Ödülden sonra tabii ki çok mutlu olduk. Bu bir motivasyon aslında. Müzisyenin en büyük ilacı motivasyondur. Biri sizi motive edecek ki siz daha iyi işler yapabilesiniz.
Bu durum üzerinizdeki sorumluluğu da arttırıyordur...
Mutlaka. Elinizden geldiği kadar sevenlerinize layık olmaya çalışıyorsunuz. Sürekli üretim içinde, sürekli çalışma içinde olmanız karşılığında böyle bir ödül almanız size büyük bir mutluluk veriyor.
Ödülü bekliyor muydunuz?
Bekliyordum tabii ki artık. Şöyle bir durum var; ilk albümü yapmışsınız, üç tane klip çekmişsiniz, ikinci albümü yapmışsınız, iki klip daha çekmişsiniz.

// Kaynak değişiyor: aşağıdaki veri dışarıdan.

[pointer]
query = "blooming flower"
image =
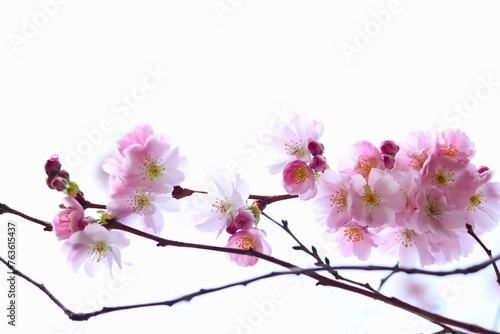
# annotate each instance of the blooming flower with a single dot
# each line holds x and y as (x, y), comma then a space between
(245, 239)
(435, 213)
(483, 208)
(331, 200)
(354, 239)
(454, 144)
(361, 158)
(454, 177)
(70, 219)
(244, 219)
(408, 246)
(375, 202)
(153, 167)
(298, 179)
(216, 210)
(145, 162)
(415, 150)
(132, 206)
(293, 142)
(95, 245)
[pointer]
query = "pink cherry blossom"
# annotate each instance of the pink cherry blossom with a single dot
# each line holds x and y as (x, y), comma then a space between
(409, 247)
(298, 179)
(146, 162)
(245, 239)
(415, 150)
(454, 177)
(361, 158)
(141, 209)
(409, 183)
(375, 202)
(70, 219)
(152, 167)
(216, 210)
(436, 214)
(94, 245)
(244, 219)
(293, 141)
(483, 209)
(354, 239)
(331, 201)
(137, 136)
(454, 144)
(447, 249)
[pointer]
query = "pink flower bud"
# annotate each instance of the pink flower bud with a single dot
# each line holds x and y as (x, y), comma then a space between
(64, 174)
(388, 161)
(318, 163)
(315, 147)
(389, 147)
(52, 166)
(57, 183)
(244, 220)
(482, 169)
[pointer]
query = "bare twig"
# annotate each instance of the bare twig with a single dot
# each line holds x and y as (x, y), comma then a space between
(321, 280)
(488, 251)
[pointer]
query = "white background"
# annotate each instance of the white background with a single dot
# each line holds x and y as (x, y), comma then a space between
(232, 67)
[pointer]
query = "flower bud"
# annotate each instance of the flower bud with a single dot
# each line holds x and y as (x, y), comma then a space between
(315, 147)
(318, 163)
(52, 166)
(64, 174)
(389, 147)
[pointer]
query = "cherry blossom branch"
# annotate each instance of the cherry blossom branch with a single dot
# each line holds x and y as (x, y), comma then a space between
(321, 280)
(180, 192)
(4, 208)
(296, 271)
(488, 251)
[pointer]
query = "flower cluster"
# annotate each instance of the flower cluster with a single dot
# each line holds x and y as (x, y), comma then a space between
(85, 240)
(301, 156)
(142, 177)
(413, 200)
(225, 208)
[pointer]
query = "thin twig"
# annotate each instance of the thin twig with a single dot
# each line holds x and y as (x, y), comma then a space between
(321, 280)
(488, 251)
(439, 320)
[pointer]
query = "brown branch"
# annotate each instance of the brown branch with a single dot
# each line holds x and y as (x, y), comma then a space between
(440, 320)
(6, 209)
(321, 280)
(488, 251)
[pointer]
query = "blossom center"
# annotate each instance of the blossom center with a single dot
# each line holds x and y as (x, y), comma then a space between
(443, 178)
(220, 206)
(452, 151)
(152, 168)
(432, 210)
(353, 234)
(99, 250)
(245, 243)
(417, 160)
(475, 201)
(364, 166)
(299, 175)
(370, 197)
(339, 200)
(295, 149)
(139, 203)
(406, 237)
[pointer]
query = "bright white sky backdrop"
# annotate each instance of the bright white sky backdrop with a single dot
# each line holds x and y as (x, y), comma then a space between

E bundan da tabi bir ödül bekliyorsunuz. Ama ödül almazsam "Eyvah, kötü bir iş mi yapıyorum?" gibi bir şey düşünmezdim. Alsam da olurdu, almasam da. Ben yaptığım işin iyi olduğunu bildiğim için bir sıkıntı yok.
Bir Sezen Aksu şarkısı olan "Yas", albüme nasıl dahil oldu?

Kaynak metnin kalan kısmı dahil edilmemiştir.